Tibieza, pues, en el ámbito político, pero también en el de las cosas de comer. Efectivamente, cuando llega el virus y la crisis económica, el Gobierno despliega un importante escudo social. Los Ertes, los créditos ICO y las ayudas a autónomos impiden el colapso del país. Pero España se queda corta respecto de las medidas que adoptan en la eurozona y EE UU. Mientras el FMI, la OCDE y la propia Comisión Europea llaman a gastar y endeudarse como si no hubiera un mañana, a Nadia Calviño y al equipo económico de Moncloa les da un ataque de vértigo y rehúyen el camino emprendido por países de nuestro entorno.

Como muestra, un botón: a pesar de que la deuda española se ha situado en el 120% del PIB, las previsiones oficiales hablan de rebajarla 8 puntos para 2024. Italia, que ha alcanzado en este rubro el 156%, tan sólo aspira a reducirla en 4 puntos para esa fecha. Y Francia, que casi se ha equiparado en deuda con España, se plantea incluso incrementarla en 2 puntos en ese período de tiempo. El resultado es que aquí apenas ha habido ayudas directas a las empresas y la evolución del Ingreso Mínimo Vital deja mucho que desear.

En consecuencia, nuestra economía fue la que más cayó, de entre las europeas, en 2020. Y además, no se abordaron reformas en el mercado laboral (la derogación de la normativa de 2012) o en el de la vivienda (límites a los alquileres) que hubieran paliado las consecuencias de la crisis entre las clases trabajadoras, como los proyectados masivos despidos en la banca. Para colmo, las ayudas Covid del Gobierno central a las autonomías(16.000 millones), en principio destinadas a reforzar los sistemas sanitario y educativo y otorgar ayudas a los sectores más afectados, han sido utilizadas, y el caso murciano es paradigmático al respecto, para paliar deuda autonómica.

Nuestra derecha murciana ha usado el 80% de los casi 400 millones remitidos por Madrid para enjugar el déficit regional, en lugar de fortalecer la salud y la educación y apoyar a las empresas.

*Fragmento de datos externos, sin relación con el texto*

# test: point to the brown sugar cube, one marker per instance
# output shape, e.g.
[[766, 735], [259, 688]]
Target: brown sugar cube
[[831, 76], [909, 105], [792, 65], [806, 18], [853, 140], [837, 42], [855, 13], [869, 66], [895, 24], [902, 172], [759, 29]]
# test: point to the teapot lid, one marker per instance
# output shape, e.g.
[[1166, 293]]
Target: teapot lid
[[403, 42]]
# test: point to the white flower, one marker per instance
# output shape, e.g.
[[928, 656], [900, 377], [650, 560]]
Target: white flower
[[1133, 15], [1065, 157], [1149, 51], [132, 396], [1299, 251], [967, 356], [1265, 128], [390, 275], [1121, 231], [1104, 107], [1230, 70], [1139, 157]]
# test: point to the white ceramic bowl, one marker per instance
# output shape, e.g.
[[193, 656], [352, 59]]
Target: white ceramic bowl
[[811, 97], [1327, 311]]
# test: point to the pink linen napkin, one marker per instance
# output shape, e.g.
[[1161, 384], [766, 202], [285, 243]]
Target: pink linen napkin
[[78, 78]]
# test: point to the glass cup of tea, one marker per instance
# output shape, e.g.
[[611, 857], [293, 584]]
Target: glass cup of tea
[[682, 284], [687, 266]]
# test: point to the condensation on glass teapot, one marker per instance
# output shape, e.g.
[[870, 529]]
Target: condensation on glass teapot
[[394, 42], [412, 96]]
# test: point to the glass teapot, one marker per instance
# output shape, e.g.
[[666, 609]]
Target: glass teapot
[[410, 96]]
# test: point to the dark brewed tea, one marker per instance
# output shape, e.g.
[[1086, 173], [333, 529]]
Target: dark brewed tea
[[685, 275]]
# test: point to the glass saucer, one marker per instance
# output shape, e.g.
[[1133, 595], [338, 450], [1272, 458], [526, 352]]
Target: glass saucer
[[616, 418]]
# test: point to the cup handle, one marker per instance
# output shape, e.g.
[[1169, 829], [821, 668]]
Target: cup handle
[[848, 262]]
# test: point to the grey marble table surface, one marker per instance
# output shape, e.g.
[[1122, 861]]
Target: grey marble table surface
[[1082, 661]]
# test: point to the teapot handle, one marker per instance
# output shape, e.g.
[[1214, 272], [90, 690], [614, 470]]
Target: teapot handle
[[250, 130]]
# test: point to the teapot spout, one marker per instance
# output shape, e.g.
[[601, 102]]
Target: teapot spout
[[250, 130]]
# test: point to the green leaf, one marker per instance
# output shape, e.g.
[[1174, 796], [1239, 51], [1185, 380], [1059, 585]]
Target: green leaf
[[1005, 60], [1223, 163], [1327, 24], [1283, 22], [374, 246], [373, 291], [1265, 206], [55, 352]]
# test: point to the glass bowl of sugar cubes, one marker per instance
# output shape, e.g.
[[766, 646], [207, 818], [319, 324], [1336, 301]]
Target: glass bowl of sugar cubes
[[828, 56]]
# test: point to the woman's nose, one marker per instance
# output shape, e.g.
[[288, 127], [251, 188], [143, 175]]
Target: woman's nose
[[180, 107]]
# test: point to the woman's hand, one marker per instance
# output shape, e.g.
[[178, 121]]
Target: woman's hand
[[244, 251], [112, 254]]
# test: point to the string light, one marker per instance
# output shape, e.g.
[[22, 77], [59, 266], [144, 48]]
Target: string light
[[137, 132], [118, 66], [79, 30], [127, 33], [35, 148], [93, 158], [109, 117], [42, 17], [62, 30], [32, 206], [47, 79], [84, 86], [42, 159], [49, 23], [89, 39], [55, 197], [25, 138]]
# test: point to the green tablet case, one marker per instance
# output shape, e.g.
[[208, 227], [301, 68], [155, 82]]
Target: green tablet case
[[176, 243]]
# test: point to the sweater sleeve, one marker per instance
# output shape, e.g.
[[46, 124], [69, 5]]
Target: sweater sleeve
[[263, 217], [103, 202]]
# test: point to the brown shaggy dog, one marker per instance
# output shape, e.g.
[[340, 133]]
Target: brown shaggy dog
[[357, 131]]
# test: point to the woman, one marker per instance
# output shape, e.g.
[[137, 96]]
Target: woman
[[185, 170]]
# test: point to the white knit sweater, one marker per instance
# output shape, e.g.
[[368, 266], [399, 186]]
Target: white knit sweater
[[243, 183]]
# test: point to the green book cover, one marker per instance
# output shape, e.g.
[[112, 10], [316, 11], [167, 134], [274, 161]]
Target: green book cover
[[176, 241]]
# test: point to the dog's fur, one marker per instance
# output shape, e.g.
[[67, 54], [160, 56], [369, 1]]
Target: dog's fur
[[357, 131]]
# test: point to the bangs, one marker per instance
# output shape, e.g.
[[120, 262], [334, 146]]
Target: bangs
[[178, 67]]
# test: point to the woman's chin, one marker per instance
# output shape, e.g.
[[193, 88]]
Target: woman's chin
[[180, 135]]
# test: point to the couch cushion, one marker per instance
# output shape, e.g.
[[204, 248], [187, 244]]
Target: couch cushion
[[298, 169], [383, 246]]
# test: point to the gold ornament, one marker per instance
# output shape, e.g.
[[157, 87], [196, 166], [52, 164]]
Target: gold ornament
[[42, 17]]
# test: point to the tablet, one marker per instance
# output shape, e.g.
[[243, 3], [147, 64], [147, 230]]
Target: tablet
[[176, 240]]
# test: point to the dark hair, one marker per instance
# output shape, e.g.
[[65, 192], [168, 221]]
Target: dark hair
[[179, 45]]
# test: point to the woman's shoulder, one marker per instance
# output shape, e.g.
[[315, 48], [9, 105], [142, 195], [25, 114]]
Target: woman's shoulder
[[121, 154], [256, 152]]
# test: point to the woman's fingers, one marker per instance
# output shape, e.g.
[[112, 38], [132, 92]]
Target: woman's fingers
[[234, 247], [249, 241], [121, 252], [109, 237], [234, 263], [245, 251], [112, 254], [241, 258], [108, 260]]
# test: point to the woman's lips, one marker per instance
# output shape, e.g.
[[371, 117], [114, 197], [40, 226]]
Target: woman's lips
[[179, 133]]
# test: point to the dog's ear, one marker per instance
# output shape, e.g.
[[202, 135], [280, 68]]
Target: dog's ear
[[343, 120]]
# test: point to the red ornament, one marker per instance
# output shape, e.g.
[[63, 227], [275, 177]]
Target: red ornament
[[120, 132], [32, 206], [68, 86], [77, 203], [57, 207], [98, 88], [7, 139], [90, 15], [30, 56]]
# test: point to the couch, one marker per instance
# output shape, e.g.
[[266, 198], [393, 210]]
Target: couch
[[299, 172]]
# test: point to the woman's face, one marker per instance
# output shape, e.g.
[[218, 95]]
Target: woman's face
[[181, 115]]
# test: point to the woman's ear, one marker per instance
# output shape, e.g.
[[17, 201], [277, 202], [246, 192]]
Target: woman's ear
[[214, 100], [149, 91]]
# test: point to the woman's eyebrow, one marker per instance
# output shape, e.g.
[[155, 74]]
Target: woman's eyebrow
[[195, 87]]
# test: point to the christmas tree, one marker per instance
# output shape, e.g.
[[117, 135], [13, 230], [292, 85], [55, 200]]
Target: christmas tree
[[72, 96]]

Previendo este comportamiento, el Gobierno de Sánchez debiera haber distribuido esos fondos directamente desde la Delegación del Gobierno y las delegaciones territoriales de los ministerios, con carácter finalista.

La lección es clara: un Gobierno de izquierda que enfrenta una crisis de estas dimensiones, ante la desestabilización auspiciada por las fuerzas oscuras, sólo tiene como salida una política de resistencia proactiva, la cual supone poner fin al bloqueo de la agenda progresista pactada al inicio de legislatura e insertarla en el cambio de modelo productivo que potencialmente traen los fondos europeos. O eso o el trumpismo.